L’imagination fructueuse, Anton projetait déjà son ami aux côtés de Luda, installé sur la bécane pour un tour d’Oceanside qui aurait pu les rapprocher, sans savoir si ce scénario s’approchait de la réalité ou s’il n’était que divagation.
(Tenue) « Non même pas. C’est vraiment le dessert total de ce côté. » Il réplique naturellement dans un rire léger. « Tu crois le contraire ? » Il le taquine, car ce dernier semble intéressé par sa situation amoureuse.

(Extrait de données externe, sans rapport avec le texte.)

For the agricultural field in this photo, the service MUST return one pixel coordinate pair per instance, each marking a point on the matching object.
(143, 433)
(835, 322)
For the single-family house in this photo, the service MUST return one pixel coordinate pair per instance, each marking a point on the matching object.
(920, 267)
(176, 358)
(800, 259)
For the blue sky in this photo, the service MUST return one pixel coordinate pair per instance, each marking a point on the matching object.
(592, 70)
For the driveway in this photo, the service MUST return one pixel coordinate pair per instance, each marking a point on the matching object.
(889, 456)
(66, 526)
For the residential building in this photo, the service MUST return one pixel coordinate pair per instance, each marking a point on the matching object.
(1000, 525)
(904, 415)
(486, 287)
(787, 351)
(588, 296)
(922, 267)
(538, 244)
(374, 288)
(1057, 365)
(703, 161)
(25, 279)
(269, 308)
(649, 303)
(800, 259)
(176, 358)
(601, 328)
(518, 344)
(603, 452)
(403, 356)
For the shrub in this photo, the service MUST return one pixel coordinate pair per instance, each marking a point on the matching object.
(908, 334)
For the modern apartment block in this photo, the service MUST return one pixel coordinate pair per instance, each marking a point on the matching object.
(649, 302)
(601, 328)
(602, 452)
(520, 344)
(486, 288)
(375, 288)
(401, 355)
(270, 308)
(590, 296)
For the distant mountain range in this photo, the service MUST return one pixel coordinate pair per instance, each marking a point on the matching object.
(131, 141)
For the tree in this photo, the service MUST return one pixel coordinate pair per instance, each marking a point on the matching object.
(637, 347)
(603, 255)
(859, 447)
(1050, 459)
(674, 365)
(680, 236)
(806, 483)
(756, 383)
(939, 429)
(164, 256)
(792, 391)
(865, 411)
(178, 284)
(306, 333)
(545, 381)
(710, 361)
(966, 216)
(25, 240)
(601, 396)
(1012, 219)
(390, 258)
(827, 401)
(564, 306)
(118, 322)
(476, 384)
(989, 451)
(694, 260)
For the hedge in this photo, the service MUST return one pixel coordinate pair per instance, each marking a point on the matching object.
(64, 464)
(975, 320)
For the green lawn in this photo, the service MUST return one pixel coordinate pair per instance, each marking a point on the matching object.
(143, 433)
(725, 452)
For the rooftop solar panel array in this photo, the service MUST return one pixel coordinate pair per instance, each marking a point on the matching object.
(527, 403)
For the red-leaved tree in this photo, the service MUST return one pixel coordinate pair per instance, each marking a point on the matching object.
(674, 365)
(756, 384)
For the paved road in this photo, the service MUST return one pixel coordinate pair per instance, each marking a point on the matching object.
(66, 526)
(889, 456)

Il l’observe même avec curiosité quelques secondes avant de venir serrer sa main et l’entrainer dans une étreinte amicale comme à ses habitudes. Une étreinte accueillie de manière mitigée par son ami, qui contrairement à lui n’est pas du genre tactile, mais qui accepte de l’être en sa compagnie. Très rapidement leur intérêt se dirige vers la moto. La raison pour laquelle ils se retrouvent aujourd’hui afin de permettre à son ami d’appréhender cet engin de la mort comme il semble le considérer. Rama est navré qu’il ait vécu une mauvaise expérience, mais il lui précise que ce n’est pas la machine le problème, mais ce qu’en font les hommes lorsqu’ils ne le font pas correctement et à première vue, l’expérience de son ami entre pleinement dans ce cas de figure. Ce que son ami lui concède bien obligeamment, quand bien même la tension ne semble pas se décroitre dans ses épaules. Il ne cherche pas à découvrir l’identité de l’homme en question. Rama était conscient que chacun avait son jardin secret et il le respectait généralement. Si Anton voulait lui en parler, il le ferait lorsqu’il le jugerait nécessaire et qu’importe s’il lui divulguait quelques brides d’un ensemble, il se contenterait de ces éléments pour avoir une vue d’ensemble et permettre à son ami de dépasser son animosité pour la moto. Par conséquent, il lui propose naturellement de monter derrière lui pour faire quelques tours sur le parking afin qu’il se familiarise avec le sentiment d’être sur une moto dans un environnement sécurisé. Anton confirme sa proposition et vient s’emparer d’un casque tandis que lui enfile le sien. Il s’installe sur sa Ducanti, laisse son ami prendre place derrière lui. Il attend qu’il soit bien en place, répond naturellement aux questions techniques qu’il lui pose sur sa moto. Lorsqu’il le sent bien installé, il élance sa moto sur le parking à un rythme lent pour lui permettre de s’adapter au fait d’être passager, avant d’accélérer pour prendre un peu de vitesse au moment où il entend la question de son ami qui lui arrache un rire léger.
« C’est vrai que c’est un bon moyen pour se rapprocher d’une fille, mais ça fait bien des années que je ne le fais plus. » Il lui réplique simplement alors qu’il accélère un peu plus, utilisant les poteaux pour réaliser des virages.
Anton suit naturellement le mouvement de la moto et semble moins crispé au fil des minutes.
« Je n’en menais juste pas large la première fois que j’ai eu une moto dans les mains, alors je m’applique juste à suivre la même démarche que j’ai suivi. Si je suis vraiment pédagogue, demain tu vas vouloir passer ton permis et t’acheter une moto. » Il lui indique alors qu’il vient ralentir pour s’arrêter, mettant son pied au sol pour stabiliser sa moto à l’arrêt.
« Alors comment te sens-tu ? » Il le questionne en venant le regarder par-dessus son épaule. « On augmente la vitesse ou tu te sens plus à l’aise pour tenter de contrôler la machine ? »
Il s’adaptera en fonction de la réponse de son ami, soit en reprenant le volant, soit en lui cédant pour lui permettre d’appréhender ses premiers mètres, seul s’il le souhaite.